Naive girls don't make good lovers
but I will sink into the comfort
of your clementine lips, grazing,
staking claim on my skin —
an offering to your kisses made of molten lead,
oh, how surely, how gently they trail,
like a river following its memory lane.
And yet, I have apologies etched on my skin;
I am a poem that bruises quickly
like petals on the soil.
So much for being the goddess of spring
when all I have are wildflowers
and moans scattered on the sheets of the dusk.

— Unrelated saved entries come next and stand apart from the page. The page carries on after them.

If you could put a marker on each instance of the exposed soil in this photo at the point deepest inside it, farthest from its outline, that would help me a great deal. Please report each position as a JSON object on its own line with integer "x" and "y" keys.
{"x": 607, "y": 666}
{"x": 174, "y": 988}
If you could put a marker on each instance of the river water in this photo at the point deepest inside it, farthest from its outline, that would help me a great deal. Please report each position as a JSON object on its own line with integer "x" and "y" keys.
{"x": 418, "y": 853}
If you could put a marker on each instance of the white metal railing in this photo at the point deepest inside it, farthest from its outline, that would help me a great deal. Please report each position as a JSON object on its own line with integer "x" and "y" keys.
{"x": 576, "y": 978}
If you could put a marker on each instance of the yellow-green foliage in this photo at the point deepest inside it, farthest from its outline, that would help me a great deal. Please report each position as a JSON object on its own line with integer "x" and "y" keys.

We know naive girls don't make good lovers
so cast me, Hecate, into firelight
where all your daughters burned.
Strip me of this sundress;
my chest was half of Demeter's softness
and half of the underworld's wrath.
And yet, I, too, am made of papercuts
forged to look like carmellia buds
lost and slow dancing in broad daylight,
your hands on my waist —
a quiet breath,
a delicate touch:
such curious ways of coming home.
Naive girls, they don't make good lovers
but I will pick you stray sunlights and goldenrods —
leave them by your bed;
these sheets know that
I belong to no throne.
I belong to no man.
And they say that naive girls don't make good lovers,
but only just;
darling, your walls are an eyewitness
to your gaze and my corruption.
So much for innocence
now neck-deep in mildew and anomalies.
So much for springtime,
its fields, now made
for us coming undone.
And so much for winter, darling —
so much for winter.
It may never come.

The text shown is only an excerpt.